2) Industry Search.  Identify specific career jobs that reflect your values, interests and require your key competencies.  Target career jobs that support your life plan.  Identify target employers you would like to work.  Sources of job opportunities include:

a) Internet search - social networking sites (social media), job banks, etc.

b) Target company websites

c) Industry journals and associations

d) Current employees within your target industry/company

e) Job listings in newspapers

f) Government career centers

3) Conduct a Realistic Job Preview.  This process will allow you to identify the daily tasks for a specific job.  The job preview will help you to identify additional educational and experience requirements.  Additionally, other requirement such as credit history, police record, etc. can be ascertained from the job preview.

4) Improve your Electronic Image.  Conduct an internet search on yourself.  This gives you an idea of what a potential employer will learn about you prior to your application.   Delete any defamatory photos, writings or negative materials.  Avoid personal position on political and religious issues.  Maintain professionalism in your social media sites.  Create an e-mail address and voice mail system. 

5) Build your Professional Networking.  Identify and establish relationships with key resource individuals who you can approach for advice.  You can meet people face-to-face or via social media.  Some of these individuals may be family, instructors, co-workers, supervisors, friends, etc.  You may solicit the help of a mentor if you desire.

6) Review & Update your Résumé.  Your résumé should target the specific career, position and employer you have an interest in.

7) Design a Professional Personal Business Card.  A business card is optional.  However, it provides the opportunity for you to share relevant information about you to potential employers without any encumbrances.  Keep it easy to need; avoid graphics, fancy fonts and multi colors.  Be prepared to share your card with anyone you meet.

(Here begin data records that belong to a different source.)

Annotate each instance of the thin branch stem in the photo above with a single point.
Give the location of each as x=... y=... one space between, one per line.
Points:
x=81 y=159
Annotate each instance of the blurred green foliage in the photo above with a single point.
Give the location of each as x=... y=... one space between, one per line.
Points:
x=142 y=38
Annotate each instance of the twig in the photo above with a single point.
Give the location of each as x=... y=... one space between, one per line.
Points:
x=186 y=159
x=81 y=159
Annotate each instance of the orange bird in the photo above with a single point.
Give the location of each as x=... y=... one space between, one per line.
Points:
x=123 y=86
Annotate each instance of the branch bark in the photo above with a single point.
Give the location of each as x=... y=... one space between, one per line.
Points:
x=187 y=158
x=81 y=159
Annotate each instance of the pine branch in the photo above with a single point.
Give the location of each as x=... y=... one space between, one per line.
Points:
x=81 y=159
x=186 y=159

8) Revise your Professional Portfolio.  Your portfolio should be kept neat and organized and should include relevant documents (see more information on this website) and other helpful tips.  Prepare a hard copy as well as an electronic portfolio.

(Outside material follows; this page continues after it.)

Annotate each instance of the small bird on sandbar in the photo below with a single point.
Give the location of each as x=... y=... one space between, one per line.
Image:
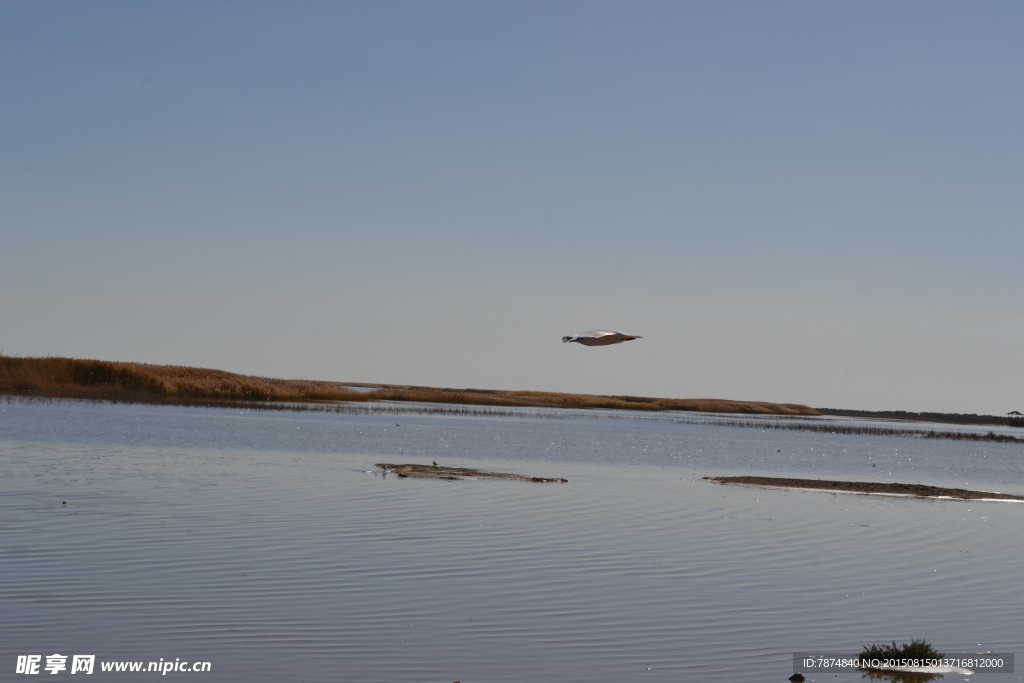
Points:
x=599 y=338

9) Submit Solicited and Unsolicited Applications.  Ensure you have the correct spelling and gender of the name of the person you should write to.  Send a copy of your application to the human resource manager and to the manager of your target company.  For unsolicited applications visit your target companies - treat as an interview.

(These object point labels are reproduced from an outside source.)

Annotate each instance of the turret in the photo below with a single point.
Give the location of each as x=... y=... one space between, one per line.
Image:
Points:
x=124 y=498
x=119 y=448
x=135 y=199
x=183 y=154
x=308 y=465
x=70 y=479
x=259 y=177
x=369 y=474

10) Protect your Privacy.  Be cautious when sharing information about yourself.  Only share information with reputable sources.  Beware of identity theft.

11) Keep a Positive Attitude.  The job seeking process can become stressful and disappointing.  Stay focused, positive, active, keep learning, stay connected and volunteer as much as possible.  Maintain you self-confidence.  Do not quit your current job before accepting a new job.  Do not speak ill of your current or former employer/company.


Anderson, L. E., & Bolt, S. B. (2013). Professionalism: Skills for workplace success (3rd ed.).

Upper Saddle River, NJ: Prentice Hall.